Esa noche se inició el rescate.
“Ahora sí -dijo- es sólo cosa de tiempo”. La vi sólida, atendiendo a cuanto periodista se le acercaba y con una parsimonía envidiable contestaba cada pregunta que le hacían. Un par de rocas eran como el living de su casa en esta improvisada cocinilla repleta de cenizas. Restos de fuego que daban cuenta de los días y días que llevaba en vigilia.
En la mina San José fui testigo de tantas historias humanas, de ese lado distinto, imágenes imborrables a la memoria, como la hija de de uno de ellos que al ver a su padre en la televisión a minutos de ser transportado a la superficie, acariciaba la pantalla del monitor dispuesto a un costado del ducto de evacuación, como queriendo traspasar ese cariño y esa inconciente fortaleza pueril a través de la fría pantalla.
O esa madre del minero más joven atrapado, que me contaba que los dolores que sentía eran dolores de parto, de contracciones y vaya enorme coincidencia cuando la máquina perforadora ese mismo día llegaba al refugio.
Otra historia que me conmovió fue la de un compañero anónimo del yacimiento, que corrió por el desierto más árido del mundo, en medio de la oscuridad, soportando un frío congelante y con cero visibilidad por la camanchaca, arriesgando perderse en la soledad.
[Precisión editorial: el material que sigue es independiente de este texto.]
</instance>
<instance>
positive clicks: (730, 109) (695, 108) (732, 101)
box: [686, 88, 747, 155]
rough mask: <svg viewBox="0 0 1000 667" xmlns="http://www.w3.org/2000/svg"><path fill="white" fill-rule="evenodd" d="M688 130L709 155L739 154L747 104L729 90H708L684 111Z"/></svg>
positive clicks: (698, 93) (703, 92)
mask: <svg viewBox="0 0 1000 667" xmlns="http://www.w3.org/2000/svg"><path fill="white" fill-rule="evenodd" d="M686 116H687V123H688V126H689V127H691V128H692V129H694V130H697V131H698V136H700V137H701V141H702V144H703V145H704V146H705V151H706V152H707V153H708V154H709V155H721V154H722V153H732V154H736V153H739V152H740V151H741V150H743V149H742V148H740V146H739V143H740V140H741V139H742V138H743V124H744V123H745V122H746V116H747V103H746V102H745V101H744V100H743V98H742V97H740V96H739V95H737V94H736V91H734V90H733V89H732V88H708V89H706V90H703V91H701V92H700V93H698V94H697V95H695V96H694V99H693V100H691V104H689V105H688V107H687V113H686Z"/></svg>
Subió montaña arriba varios metros sólo para conseguir señal de teléfono y dar aviso del accidente.
¿Qué aprendí de todo esto? Creo que esta noticia, la de la operación San Lorenzo, el rescate más impresionante del mundo, no vino sino a darnos otra razón más a los chilenos para sentirnos erróneamente los primeros y los mejores.
Somos un país que vive de los triunfos extraños, somos un país exitista que se vanagloria de tener los mejores ladrones y lanzas internacionales del mundo, tener el récord mundial de consumidores de pan, tener el chaleco más grande, el desierto más árido, la empanada más grande, el terremoto más grande, y ahora la tragedia minera más grande del mundo.
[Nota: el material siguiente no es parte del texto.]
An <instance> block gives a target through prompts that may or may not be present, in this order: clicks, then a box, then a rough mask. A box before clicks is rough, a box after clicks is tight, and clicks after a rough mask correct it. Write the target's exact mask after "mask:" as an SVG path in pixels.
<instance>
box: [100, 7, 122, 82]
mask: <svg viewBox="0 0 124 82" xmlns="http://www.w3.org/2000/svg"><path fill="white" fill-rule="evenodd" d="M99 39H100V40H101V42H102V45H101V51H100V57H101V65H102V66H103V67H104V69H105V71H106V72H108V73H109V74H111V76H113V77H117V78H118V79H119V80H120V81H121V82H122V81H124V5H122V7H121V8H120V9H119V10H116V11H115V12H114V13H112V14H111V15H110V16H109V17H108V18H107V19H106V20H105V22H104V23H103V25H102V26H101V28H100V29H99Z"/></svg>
Esto estaba escrito en uno de los lienzos del campamento esperanza:
“La fe consiste en creer lo que no vemos y la recompensa es ver lo que creemos”
Me quedo con la reflexión lacónica de uno de los mineros tras el rescate, “Estaba mejor enterrado allá abajo que libre acá arriba”. Que lo puede llevar a pensar así. Creo tener la respuesta.
En el circo romano los leones hambrientos devoraban todos los trozos de carnes que los romanos le ponían en frente. Entonces sin justificar a los leones, podríamos decir que los grandes responsables de esas matanzas eran los romanos y su emperador. Pero cuidado, que el emperador romano lo hacía para saciar el morbo de los propios romanos que se reunían en el coliseo.
En la operación San Lorenzo vi pasar a los leones hambrientos de noticias, ví a los 33 trozos de carne (con la diferencia que estos pueden decidir no salir a la arena deL circo romano mediático) y a través de la pantalla coliseo vía satélite encontré también a los romanos ávidos de morbo en todo el mundo.
Sólo me falta saber dónde está el Emperador.